My Life in the Times

Sex Education Gets a Makeover

In our ongoing coverage of the moments that defined our writer’s life, kids are talking about sex—and what they’re saying may shock you.

GREENBROOK, Ill., Sep. 22, 1977—Sex education has a new face: pinkish, round, freckled, and ever since an unfortunate incident with corn on the cob, missing a few teeth.

“The girl has a whoo-hole, and the boys have a penis,” says Jason Bachman, age 7, who is at the forefront of the movement to get sex-education out of the classroom and onto the playground.

Bachman wants to wrest control of sex ed from the health teachers with their birds and bees filmstrips and put it in the hands of small children who are far too young to actually understand—never mind actually need—the information.

At “whoo-hole,” titters ripple through the group of five boys, all second- and third-graders. (The girls have a separate session, moderated by Jeannie Woltzhoffer, age 7 and a half.) The meeting place changes regularly, sometimes behind the jungle gym, other times next to the auditorium entrance retaining wall. Today it is the aged merry-go-round, which sits unmoving—though what is happening is anything but.

Mr. Bachman frowns, quieting the giggles. “So, when you rub your penis against her whoo-hole, that makes the baby that grows in her stomach.”
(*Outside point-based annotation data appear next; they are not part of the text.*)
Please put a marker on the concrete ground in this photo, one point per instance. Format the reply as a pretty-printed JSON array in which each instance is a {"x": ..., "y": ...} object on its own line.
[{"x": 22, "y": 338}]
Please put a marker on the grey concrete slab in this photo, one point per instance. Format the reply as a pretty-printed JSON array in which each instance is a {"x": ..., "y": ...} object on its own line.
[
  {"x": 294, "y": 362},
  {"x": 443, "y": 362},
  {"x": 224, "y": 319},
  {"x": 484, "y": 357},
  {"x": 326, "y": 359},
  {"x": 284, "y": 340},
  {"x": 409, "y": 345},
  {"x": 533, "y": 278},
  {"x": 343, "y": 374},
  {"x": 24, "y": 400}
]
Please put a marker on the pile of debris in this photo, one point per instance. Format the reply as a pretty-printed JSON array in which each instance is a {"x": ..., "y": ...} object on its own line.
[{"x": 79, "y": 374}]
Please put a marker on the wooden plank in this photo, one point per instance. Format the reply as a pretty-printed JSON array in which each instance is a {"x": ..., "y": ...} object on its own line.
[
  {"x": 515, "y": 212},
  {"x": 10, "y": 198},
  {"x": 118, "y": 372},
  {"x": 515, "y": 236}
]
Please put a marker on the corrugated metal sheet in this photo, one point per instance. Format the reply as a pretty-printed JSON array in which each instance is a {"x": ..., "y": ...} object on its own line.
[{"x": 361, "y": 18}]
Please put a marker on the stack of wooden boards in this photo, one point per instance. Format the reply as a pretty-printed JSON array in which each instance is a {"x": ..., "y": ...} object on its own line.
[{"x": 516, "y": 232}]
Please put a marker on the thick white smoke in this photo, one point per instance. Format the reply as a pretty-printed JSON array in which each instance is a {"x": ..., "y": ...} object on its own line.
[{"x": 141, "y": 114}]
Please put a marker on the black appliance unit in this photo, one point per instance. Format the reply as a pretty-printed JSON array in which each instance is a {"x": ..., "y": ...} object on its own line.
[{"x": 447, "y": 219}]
When asked why he’s chosen to break the boundaries of traditional, grade-school classroom learning, Bachman says, “I learned everything I need to know about making babies from listening to my sister’s phone calls and walking in on my mom when she’s in the shower. School is for learning how to spell and to pick on the tards in dodgeball. Life is learned on the playground, man.”

When asked why he doesn’t join forces with Ms. Woltzhoffer, Mr. Bachman scoffs.

“Cooties.”

Ms. Woltzhoffer, taking a break from conducting her session (this time disguised as a tetherball game) agrees, “In fifth grade you can play spin the bottle with the boys, but now…yuck.”

The higher ups at Greenwood Elementary seem neither clued-in, nor concerned. Says paraprofessional lunch lady Doris Pearlmutter, “Are they hurting each other with sticks? Is someone going to plunge from a great height? Are most of their clothes on? Are all pants poop free? If so, I just want to just sit here and smoke myself into an early grave.”

“I heard my dad yelling one night last week about how Billy Simpkins made my sister pregnant—but she swears she never had her pants off.” On the other hand, Phyllis Wilcox, president of Parents Unusually Concerned About Everything (PUCE), is alarmed, and lays the blame at the feet of a run-amok media. “Have you seen this new television show, CHiPs? The pants on those fellows are simply too tight. Even someone like me, who has worked hard to suppress all sexual urges, can’t help but stare at those bulges.”

Once Bachman’s lecture wraps up, the questions follow.

“But my mom told me that babies are delivered by a stork.”

Bachman shakes his head sadly at the ignorance. “Your mom is full of crap, kid. Like I said, the baby grows in her stomach and comes out her belly button. I came out of my mom’s belly button, you came out of your mom’s belly button. That’s just the way it is.”

“Don’t you have to be naked?”

“It doesn’t matter. The penis just needs to be rubbed near the whoo-hole and the sperms jump out. It’s like a magic wand. I heard my dad yelling one night last week about how Billy Simpkins made my sister pregnant—but she swears she never had her pants off. Oh, and also—before the baby is born, it’s called a bastard.”

“Jason’s cool,” said one recent session graduate who cannot be named because he has a speech impediment that makes it nearly impossible to understand what he’s saying if the word has more than one syllable and contains a diphthong.

Not everyone agrees, though. One of Mr. Bachman’s earliest pupils, John Warner, thinks he might have a few things wrong. “I was watching the channel where everything’s all wiggly and scrambled and there was a naked man and a naked woman and his penis was closer to her mouth than her whoo-hole.”

When told of Mr. Warner’s doubts, Mr. Bachman sneers. “Warner doesn’t know what he’s talking about. The penis goes in the whoo-hole, or sometimes, like my mom says, the boy is supposed to stick it in his own ear, but that’s it.”

The recess bell rings and Bachman’s group scatters toward the building. “Bottom line,” he says, “you can either listen to me and learn the truth, or sit around and eat your own boogers. Warner is a booger eater.”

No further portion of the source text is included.